Kernel bugs: out of control?
Posted May 11, 2006 8:51 UTC (Thu) by
tialaramex (subscriber, #21167)
In reply to:
Kernel bugs: out of control? by malor
Parent article:
Kernel bugs: out of control?
That's definitely one side of the coin, and if its the only side that resonates with what you do (e.g. if you have a pile of 3-5 year old web servers running a patched Linux) then I'm glad you're able to enjoy 2.4 series kernels and that you feel so strongly about quality.
However, the OTHER side of the coin is that a lot of people own hardware that wasn't supported five micro versions ago (2.6.11) and didn't work well enough to be really acceptable as a main desktop/ laptop system until the last two or three versions, and there are people who are waiting for things in 2.6.17 or so before their hardware will work.
Under the old regime, my laptop would have stopped at "boots, but most things don't work properly" pending the transformation from 2.7.x to 2.8 stable, presumably some time in 2007. Obviously that means I wouldn't have bought this laptop, but instead an older, hard to obtain model with much worse specifications.

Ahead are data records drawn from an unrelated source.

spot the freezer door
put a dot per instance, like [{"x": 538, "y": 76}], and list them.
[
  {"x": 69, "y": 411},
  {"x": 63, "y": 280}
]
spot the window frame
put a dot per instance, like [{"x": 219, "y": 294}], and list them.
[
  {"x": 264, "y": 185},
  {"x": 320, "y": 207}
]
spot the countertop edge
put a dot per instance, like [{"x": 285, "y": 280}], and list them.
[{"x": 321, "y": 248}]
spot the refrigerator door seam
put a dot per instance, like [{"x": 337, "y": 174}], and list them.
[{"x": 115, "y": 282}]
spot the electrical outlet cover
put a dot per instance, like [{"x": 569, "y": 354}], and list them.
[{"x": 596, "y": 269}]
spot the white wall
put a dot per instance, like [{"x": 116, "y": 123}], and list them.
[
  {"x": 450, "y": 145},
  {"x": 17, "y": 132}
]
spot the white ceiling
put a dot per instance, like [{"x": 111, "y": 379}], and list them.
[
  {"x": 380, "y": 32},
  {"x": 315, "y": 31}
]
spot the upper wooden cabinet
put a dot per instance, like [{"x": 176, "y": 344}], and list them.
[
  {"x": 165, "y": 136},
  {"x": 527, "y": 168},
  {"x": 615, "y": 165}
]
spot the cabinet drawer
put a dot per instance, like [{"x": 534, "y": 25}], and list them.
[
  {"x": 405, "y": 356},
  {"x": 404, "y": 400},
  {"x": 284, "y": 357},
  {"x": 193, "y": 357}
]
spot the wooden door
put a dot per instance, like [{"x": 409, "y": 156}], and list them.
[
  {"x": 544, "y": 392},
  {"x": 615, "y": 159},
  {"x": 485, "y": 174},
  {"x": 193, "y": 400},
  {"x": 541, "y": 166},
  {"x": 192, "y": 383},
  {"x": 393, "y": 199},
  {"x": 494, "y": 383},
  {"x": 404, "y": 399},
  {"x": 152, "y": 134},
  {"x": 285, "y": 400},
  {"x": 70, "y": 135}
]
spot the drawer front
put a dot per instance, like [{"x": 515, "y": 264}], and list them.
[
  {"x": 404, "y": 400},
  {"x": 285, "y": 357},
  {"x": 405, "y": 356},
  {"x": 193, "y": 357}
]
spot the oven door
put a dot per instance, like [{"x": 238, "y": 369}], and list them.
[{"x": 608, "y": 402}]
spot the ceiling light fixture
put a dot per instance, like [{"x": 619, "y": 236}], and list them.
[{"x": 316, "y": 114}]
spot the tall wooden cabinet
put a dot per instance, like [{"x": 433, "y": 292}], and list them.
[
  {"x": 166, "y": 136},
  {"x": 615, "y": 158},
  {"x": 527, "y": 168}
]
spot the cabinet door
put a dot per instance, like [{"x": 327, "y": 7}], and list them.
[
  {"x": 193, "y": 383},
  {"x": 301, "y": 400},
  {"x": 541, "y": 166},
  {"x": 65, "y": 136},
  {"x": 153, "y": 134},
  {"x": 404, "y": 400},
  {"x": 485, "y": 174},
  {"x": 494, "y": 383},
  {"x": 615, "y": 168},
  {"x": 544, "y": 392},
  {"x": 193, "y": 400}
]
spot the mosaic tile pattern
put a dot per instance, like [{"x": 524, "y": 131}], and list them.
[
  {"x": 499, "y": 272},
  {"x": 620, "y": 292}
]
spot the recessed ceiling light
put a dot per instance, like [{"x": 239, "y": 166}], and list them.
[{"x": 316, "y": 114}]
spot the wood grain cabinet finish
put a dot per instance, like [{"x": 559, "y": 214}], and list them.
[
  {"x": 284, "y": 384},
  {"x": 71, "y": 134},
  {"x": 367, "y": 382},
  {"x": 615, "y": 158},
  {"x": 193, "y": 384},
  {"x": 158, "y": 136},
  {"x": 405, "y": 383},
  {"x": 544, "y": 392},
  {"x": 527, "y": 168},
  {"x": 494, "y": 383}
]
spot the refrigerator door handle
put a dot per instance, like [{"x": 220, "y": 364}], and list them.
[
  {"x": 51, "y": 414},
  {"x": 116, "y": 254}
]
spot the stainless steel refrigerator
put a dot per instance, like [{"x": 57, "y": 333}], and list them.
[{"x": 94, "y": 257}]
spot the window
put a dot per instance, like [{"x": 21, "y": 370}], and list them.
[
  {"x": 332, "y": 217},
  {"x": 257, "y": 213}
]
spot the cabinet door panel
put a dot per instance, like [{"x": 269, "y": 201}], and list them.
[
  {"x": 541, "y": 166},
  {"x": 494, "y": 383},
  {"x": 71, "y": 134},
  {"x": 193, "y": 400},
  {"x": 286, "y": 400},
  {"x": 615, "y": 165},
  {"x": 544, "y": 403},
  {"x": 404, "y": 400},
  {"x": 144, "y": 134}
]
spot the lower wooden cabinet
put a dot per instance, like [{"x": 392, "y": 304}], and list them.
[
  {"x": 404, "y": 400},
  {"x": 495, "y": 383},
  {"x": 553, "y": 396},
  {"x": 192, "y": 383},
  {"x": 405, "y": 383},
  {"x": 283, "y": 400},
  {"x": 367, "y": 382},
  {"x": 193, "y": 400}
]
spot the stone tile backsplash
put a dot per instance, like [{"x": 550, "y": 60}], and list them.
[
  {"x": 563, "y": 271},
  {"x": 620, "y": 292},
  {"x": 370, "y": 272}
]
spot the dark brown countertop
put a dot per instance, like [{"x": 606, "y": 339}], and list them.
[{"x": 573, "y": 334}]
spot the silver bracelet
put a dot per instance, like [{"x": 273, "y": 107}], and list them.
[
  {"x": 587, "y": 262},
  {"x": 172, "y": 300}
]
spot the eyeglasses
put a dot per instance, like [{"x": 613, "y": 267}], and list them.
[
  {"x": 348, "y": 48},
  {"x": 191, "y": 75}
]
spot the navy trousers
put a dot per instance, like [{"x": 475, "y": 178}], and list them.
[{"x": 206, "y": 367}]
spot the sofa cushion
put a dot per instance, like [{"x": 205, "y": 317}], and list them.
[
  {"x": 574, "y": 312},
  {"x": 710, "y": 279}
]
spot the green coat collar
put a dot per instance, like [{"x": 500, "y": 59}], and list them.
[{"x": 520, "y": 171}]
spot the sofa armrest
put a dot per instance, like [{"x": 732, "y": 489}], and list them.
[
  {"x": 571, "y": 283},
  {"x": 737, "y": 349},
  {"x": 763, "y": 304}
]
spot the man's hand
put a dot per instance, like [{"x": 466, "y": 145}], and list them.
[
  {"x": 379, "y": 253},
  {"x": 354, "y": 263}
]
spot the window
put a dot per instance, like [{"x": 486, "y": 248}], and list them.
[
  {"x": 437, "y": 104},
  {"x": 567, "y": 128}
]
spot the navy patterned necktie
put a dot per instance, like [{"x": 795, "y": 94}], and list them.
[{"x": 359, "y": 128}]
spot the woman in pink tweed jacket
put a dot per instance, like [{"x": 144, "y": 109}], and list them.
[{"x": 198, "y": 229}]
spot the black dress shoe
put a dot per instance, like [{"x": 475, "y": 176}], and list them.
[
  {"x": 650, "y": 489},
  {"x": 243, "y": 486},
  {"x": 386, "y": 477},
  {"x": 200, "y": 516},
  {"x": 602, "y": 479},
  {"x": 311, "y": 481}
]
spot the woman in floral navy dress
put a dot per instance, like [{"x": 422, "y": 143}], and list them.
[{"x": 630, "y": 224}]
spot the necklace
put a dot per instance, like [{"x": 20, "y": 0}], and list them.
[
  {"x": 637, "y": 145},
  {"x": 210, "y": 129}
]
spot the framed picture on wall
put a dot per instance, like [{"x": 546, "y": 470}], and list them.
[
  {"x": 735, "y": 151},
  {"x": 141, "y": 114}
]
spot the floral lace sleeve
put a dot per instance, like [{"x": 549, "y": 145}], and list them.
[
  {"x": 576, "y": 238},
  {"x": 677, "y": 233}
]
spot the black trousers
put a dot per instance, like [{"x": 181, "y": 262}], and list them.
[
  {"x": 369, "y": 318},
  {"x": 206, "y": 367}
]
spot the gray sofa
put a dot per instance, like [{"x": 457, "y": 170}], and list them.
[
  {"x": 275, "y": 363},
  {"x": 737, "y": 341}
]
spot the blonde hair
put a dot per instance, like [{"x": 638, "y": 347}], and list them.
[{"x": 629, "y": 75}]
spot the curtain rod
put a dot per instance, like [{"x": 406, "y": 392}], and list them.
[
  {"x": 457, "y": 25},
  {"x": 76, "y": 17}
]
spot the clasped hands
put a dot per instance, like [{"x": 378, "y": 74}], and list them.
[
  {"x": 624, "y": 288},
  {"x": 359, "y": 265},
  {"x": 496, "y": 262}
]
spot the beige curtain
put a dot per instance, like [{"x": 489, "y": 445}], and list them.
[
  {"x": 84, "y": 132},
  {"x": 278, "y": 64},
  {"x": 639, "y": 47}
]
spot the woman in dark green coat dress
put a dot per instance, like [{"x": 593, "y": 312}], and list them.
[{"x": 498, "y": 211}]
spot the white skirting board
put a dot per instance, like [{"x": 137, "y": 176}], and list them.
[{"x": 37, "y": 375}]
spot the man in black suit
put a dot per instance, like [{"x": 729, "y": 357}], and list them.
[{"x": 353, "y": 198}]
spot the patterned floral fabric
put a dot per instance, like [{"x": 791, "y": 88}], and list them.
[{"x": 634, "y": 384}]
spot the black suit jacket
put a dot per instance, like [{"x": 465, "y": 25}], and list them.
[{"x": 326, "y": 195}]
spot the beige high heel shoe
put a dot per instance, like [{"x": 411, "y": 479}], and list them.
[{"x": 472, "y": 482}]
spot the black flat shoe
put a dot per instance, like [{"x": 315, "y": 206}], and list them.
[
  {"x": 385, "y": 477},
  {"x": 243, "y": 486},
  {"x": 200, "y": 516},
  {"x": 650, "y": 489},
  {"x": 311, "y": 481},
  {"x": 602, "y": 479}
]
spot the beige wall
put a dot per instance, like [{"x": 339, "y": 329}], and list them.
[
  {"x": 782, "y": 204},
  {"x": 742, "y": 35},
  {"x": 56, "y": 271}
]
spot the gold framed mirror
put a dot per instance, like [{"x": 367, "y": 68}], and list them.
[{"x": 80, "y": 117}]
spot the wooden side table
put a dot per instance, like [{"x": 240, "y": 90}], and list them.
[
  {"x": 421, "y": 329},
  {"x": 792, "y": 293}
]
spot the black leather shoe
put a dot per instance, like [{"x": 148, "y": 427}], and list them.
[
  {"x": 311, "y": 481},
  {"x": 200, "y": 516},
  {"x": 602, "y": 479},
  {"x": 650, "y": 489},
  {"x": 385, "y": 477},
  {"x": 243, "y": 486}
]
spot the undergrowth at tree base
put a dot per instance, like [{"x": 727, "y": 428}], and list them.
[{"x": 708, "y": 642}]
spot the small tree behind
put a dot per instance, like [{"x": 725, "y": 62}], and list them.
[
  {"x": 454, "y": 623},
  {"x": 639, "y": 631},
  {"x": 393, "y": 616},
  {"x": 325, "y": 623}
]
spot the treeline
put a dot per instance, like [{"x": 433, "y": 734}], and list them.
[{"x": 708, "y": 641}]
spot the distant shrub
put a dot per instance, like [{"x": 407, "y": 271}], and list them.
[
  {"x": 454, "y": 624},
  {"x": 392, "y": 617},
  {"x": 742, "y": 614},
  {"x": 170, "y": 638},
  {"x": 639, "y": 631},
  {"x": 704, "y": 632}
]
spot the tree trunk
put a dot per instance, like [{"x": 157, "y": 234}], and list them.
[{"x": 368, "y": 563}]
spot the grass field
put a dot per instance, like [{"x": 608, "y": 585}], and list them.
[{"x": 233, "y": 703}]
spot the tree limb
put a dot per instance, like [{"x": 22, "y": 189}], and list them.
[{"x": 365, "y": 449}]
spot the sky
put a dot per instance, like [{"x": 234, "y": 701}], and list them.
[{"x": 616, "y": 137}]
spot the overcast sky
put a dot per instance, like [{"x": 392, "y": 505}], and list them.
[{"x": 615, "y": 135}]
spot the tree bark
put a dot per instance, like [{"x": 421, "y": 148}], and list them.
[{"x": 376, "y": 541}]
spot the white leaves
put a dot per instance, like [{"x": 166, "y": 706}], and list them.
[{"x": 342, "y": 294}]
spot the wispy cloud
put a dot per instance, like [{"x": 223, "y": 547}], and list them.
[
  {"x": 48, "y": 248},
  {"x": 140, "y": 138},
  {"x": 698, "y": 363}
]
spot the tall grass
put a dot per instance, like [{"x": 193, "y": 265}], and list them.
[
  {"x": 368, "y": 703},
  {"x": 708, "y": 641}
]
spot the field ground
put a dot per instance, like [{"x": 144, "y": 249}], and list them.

Most people would have just junked Linux and gone to Windows or OS X.
Secondly it's unclear whether the bugs being fixed in new stable patches are just bugs that would previously have sat quietly in a queue for weeks, or (in the stable kernel series) for months, waiting for a new major release. We're quick to shout "foul" when Microsoft says that dozens of security fixes wrapped up as a Service Pack counts as one patch versus hundreds of separate package updates in a Linux distro, so we should be cautious before assuming that e.g. this week's fixes to SCTP would have been unnecessary in the "stable 2.6 series" world, rather than simply being delayed 12 weeks and then included without fanfare.
Nothing whatsoever prevents you from getting a gang of people together to maintain say 2.6.16-stable indefinitely. If you do it for more than a month or two and look serious about it, Linus will probably even bless it.